TensorRT-LLMs/docs/source/llm-api-examples/index.rst

=======================================================
LLM Examples Introduction
=======================================================

Here is a simple example to show how to use the LLM with TinyLlama.

.. literalinclude:: ../../../examples/llm-api/quickstart_example.py
   :language: python
   :linenos:

The LLM API can be used for both offline or online usage. See more examples of the LLM API here:

.. toctree::
    :maxdepth: 1
    :caption: LLM API Examples

    llm_inference
    llm_inference_distributed
    llm_inference_async
    llm_inference_async_streaming
    llm_quantization
    llm_auto_parallel
    llm_multilora
    llm_logits_processor
    llm_guided_decoding
    llm_lookahead_decoding

For more details on how to fully utilize this API, check out:

* `Common customizations <customization.html>`_
* `LLM API Reference <../llm-api/index.html>`_

.. _supported_models:

Supported Models
================

* Llama (including variants Mistral, Mixtral, InternLM)
* GPT (including variants Starcoder-1/2, Santacoder)
* Gemma-1/2
* Phi-1/2/3
* ChatGLM (including variants glm-10b, chatglm, chatglm2, chatglm3, glm4)
* QWen-1/1.5/2
* Falcon
* Baichuan-1/2
* GPT-J
* Mamba-1/2

.. _model_preparation:

Model Preparation
==================

The ``LLM`` class supports input from any of the following:

1. **Hugging Face Hub**: Triggers a download from the Hugging Face model hub, such as ``TinyLlama/TinyLlama-1.1B-Chat-v1.0``.

2. **Local Hugging Face models**: Uses a locally stored Hugging Face model.

3. **Local TensorRT-LLM engine**: Built by ``trtllm-build`` tool or saved by the Python LLM API.

Any of these formats can be used interchangeably with the ``LLM(model=<any-model-path>)`` constructor.

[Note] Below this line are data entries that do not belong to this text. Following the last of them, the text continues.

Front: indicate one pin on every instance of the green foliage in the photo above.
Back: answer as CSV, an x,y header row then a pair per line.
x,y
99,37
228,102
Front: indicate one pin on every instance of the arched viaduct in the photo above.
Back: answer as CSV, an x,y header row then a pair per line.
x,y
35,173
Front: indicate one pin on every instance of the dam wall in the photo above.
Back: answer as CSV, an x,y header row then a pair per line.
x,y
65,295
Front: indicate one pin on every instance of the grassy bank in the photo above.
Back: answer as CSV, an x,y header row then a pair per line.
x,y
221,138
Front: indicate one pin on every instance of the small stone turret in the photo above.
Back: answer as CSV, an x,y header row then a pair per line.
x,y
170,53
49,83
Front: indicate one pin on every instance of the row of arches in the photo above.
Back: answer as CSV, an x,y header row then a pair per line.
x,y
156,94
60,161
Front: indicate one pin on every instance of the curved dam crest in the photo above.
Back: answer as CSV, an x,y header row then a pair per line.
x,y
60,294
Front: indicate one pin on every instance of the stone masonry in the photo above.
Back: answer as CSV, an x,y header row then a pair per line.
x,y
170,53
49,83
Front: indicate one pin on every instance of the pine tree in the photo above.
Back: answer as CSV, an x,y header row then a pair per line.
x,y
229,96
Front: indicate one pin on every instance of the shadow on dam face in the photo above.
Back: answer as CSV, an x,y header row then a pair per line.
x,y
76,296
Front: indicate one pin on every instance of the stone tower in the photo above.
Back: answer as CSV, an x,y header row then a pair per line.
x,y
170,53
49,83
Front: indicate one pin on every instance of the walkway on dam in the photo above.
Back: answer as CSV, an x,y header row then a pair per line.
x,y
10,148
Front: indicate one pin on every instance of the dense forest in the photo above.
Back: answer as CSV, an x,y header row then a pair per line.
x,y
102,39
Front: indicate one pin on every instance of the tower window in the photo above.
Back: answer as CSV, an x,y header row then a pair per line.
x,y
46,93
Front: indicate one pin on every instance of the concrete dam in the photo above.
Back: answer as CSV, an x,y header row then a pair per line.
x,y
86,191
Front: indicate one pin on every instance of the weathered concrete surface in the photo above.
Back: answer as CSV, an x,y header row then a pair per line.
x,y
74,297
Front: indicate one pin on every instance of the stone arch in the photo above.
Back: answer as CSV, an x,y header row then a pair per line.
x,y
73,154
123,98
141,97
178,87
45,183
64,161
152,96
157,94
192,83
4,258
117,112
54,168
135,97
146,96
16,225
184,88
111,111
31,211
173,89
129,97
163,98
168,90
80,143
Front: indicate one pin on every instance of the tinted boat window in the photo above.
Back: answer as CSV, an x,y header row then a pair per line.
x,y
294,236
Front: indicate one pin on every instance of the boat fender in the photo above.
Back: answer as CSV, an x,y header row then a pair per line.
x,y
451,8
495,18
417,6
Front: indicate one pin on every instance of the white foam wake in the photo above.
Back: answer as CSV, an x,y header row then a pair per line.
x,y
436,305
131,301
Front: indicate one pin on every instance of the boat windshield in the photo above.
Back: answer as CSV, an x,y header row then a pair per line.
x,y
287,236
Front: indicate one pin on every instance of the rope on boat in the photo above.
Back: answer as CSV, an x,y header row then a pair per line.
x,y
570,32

The following sections show how to use these different formats for the LLM API.

.. _hugging_face_hub:

Hugging Face Hub
#######################

Using the Hugging Face hub is as simple as specifying the repo name in the LLM constructor:

.. code-block:: python

    llm = LLM(model="TinyLlama/TinyLlama-1.1B-Chat-v1.0")


Local Hugging Face Models
##############################

Given the popularity of the Hugging Face model hub, the API supports the Hugging Face format as one of the starting points.
To use the API with Llama 3.1 models, download the model from the `Meta Llama 3.1 8B model page <https://huggingface.co/meta-llama/Meta-Llama-3.1-8B>`_ by using the following command:


.. code-block:: console

   git lfs install
   git clone https://huggingface.co/meta-llama/Meta-Llama-3.1-8B


After the model downloading finished, we can load the model as below:

.. code-block:: python

   llm = LLM(model=<path_to_meta_llama_from_hf>)


Note:
    Using this model is subject to a `particular license <https://ai.meta.com/resources/models-and-libraries/llama-downloads/>`_. Agree to the terms and `authenticate with HuggingFace <https://huggingface.co/meta-llama/Meta-Llama-3-8B?clone=true>`_ to begin the download.

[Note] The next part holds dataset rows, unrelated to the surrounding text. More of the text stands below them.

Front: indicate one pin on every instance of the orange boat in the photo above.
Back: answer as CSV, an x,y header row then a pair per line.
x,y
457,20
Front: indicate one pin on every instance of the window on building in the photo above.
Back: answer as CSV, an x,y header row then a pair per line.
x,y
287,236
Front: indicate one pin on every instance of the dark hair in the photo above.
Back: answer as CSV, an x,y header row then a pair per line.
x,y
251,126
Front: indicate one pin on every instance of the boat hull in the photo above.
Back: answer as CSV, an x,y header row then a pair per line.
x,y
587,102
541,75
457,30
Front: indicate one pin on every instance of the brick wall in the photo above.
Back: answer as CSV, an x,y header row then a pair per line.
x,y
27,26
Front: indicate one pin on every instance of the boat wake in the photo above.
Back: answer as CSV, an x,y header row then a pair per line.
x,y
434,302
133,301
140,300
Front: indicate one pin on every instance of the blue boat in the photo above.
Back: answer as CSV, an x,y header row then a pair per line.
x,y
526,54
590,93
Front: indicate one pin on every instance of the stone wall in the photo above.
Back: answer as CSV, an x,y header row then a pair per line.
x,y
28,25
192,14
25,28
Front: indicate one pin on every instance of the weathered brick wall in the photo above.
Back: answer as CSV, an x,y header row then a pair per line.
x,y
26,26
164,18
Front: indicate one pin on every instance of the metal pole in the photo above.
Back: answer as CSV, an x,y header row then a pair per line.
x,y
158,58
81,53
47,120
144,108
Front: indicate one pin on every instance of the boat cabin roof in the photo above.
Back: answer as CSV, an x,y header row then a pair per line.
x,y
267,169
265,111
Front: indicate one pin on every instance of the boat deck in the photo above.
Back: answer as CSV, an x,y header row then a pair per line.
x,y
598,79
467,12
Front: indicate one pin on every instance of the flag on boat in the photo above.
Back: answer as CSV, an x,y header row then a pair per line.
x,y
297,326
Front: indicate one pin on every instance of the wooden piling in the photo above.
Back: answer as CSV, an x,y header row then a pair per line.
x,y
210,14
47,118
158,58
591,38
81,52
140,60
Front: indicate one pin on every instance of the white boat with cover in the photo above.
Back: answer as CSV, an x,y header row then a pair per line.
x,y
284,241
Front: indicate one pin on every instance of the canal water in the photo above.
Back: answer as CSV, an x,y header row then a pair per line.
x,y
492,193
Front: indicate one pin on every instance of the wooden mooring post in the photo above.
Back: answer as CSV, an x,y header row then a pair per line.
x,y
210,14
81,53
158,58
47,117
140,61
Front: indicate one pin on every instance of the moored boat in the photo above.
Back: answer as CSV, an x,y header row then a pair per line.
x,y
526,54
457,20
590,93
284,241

.. _from_tensorrt_llm_engine:

From TensorRT-LLM Engine
#############################

There are two ways to build the TensorRT-LLM engine:

1. **Using the ``trtllm-build`` Tool**: You can build the TensorRT-LLM engine from the Hugging Face model directly with the ``trtllm-build`` tool and then save the engine to disk for later use.
   Refer to the `README <https://github.com/NVIDIA/TensorRT-LLM/tree/main/examples/llama>`_ in the ``examples/llama`` repository on GitHub.

   After the engine building is finished, we can load the model as below::

.. code-block:: python

    llm = LLM(model=<path_to_trt_engine>)


2. **Using an ``LLM`` Instance**: Use an ``LLM`` instance to create the engine and persist to local disk::

.. code-block:: python

    llm = LLM(<model-path>)

    # Save engine to local disk
    llm.save(<engine-dir>)

The engine can be reloaded as above.